Le jeudi 26 mars 2026, à l’ouverture de la conférence ministérielle de l’Organisation mondiale du commerce (OMC) à Yaoundé, les États-Unis ont exprimé leurs critiques envers l’institution, tandis que la Chine a défendu son rôle. Cette réunion, qui se tiendra jusqu’à dimanche, vise à relancer une organisation confrontée à des tensions géopolitiques croissantes et à un protectionnisme monté en flèche.
EN BREF
- Les États-Unis s’attaquent à l’OMC lors de sa conférence à Yaoundé.
- La Chine appelle à soutenir le système commercial multilatéral.
- Aucun accord significatif n’est attendu, mais une feuille de route pour la réforme pourrait être adoptée.
Le représentant américain au Commerce, Jamieson Greer, a déclaré que les mesures commerciales prises par les États-Unis étaient une réponse à un système commercial mondial qu’il juge déséquilibré, et qui aurait été cautionné par l’OMC. Les membres de l’organisation se retrouvent donc face à un défi majeur : restaurer la confiance dans une institution qui semble à la dérive.
La directrice générale de l’OMC, Ngozi Okonjo-Iweala, a souligné que le système commercial mondial traverse sa plus grave crise depuis quatre-vingts ans. Elle a évoqué un unilatéralisme croissant qui menace la stabilité des échanges internationaux.
Des appels à la réforme
Lors de cette rencontre, des voix se sont élevées pour demander une réforme en profondeur de l’OMC. Le ministre camerounais du Commerce, Luc Magloire Mbarga Atangana, a plaidé pour une OMC capable de répondre aux défis contemporains et de restaurer la confiance des nations dans le commerce multilatéral.
De nombreux pays africains, dont le Gabon et la République démocratique du Congo, ont insisté sur le maintien d’un traitement spécial et différencié pour les pays en développement, afin de leur accorder davantage de flexibilité dans les négociations commerciales.
Des divergences sur les objectifs de réforme
Les États-Unis, par la voix de Jamieson Greer, ont exprimé leur préoccupation quant à l’échec des institutions multilatérales à établir un accès équitable au marché. En revanche, le ministre chinois du Commerce, Wang Wentao, a défendu l’OMC et a appelé les pays à s’unir pour soutenir le système commercial multilatéral fondé sur des règles.
Les ministres du Commerce de l’Union européenne ont également exprimé leur attachement à un système commercial ouvert et équitable, en plaidant pour une OMC modernisée qui puisse s’adapter aux réalités du commerce mondial.
Côté américain, une des principales revendications concerne la révision du principe de la nation la plus favorisée, qui impose un traitement égal à tous les partenaires commerciaux.
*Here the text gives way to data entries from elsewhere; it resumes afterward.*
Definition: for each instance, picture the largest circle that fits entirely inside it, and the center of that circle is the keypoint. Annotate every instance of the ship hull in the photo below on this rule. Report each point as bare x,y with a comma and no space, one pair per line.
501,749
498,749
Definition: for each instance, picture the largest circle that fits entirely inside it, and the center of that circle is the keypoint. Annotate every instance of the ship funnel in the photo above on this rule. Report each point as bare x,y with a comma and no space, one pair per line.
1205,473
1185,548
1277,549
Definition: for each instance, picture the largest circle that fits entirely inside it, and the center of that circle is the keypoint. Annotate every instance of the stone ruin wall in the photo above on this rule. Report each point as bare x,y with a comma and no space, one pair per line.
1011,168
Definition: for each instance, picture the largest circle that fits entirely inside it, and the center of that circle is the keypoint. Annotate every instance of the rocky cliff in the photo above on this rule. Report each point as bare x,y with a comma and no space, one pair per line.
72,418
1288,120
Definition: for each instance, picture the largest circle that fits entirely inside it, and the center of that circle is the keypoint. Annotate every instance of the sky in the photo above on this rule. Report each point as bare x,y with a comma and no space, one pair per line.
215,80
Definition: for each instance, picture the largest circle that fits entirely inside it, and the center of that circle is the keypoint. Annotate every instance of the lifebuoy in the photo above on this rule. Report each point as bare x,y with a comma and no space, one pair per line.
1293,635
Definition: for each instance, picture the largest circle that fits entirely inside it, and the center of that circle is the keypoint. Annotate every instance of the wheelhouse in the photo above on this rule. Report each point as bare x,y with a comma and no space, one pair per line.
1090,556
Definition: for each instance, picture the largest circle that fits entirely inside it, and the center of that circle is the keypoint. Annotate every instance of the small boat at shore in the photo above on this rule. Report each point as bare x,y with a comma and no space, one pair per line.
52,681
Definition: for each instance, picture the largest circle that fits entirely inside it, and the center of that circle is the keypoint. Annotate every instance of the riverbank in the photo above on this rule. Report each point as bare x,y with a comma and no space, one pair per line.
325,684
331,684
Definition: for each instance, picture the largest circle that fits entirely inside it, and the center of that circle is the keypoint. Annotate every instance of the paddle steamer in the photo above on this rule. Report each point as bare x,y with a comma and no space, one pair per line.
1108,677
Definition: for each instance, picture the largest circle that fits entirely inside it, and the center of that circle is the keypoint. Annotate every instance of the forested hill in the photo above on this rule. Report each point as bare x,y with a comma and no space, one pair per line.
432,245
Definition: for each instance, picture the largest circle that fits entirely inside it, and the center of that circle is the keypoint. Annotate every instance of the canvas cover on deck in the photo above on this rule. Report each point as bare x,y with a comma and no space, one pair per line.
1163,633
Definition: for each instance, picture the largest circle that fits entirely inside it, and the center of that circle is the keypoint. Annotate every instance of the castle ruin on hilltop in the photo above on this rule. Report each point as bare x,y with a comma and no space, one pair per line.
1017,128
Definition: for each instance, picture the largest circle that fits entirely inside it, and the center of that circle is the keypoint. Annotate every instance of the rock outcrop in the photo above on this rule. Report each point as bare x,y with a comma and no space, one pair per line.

Cette position entre en contradiction avec la politique commerciale actuelle des États-Unis, ce qui suscite des inquiétudes parmi les pays en développement.
Les États-Unis, la Chine et l’Union européenne s’accordent toutefois sur la nécessité d’établir un cadre de règles communes permettant aux pays intéressés de s’engager dans une coopération économique plus étroite, notamment à travers des accords plurilatéraux. Cependant, cette perspective ne fait pas l’unanimité, comme l’a souligné le ministre indien du Commerce, Piyush Goyal, insistant sur la nécessité de respecter les droits des non-parties.
Pour l’heure, aucun accord significatif ne devrait émerger de cette conférence, mais les membres de l’OMC espèrent adopter une feuille de route pour la réforme. L’objectif reste de parvenir à un résultat concret lors de la prochaine rencontre ministérielle.
Les discussions se poursuivront sur les procédures de décision de l’OMC, qui reposent actuellement sur le principe du consensus, ainsi que sur les règles concernant les pays en développement et l’égalité des conditions de concurrence. Les membres souhaitent également rétablir le mécanisme de règlement des litiges commerciaux, essentiel pour maintenir la stabilité des échanges internationaux.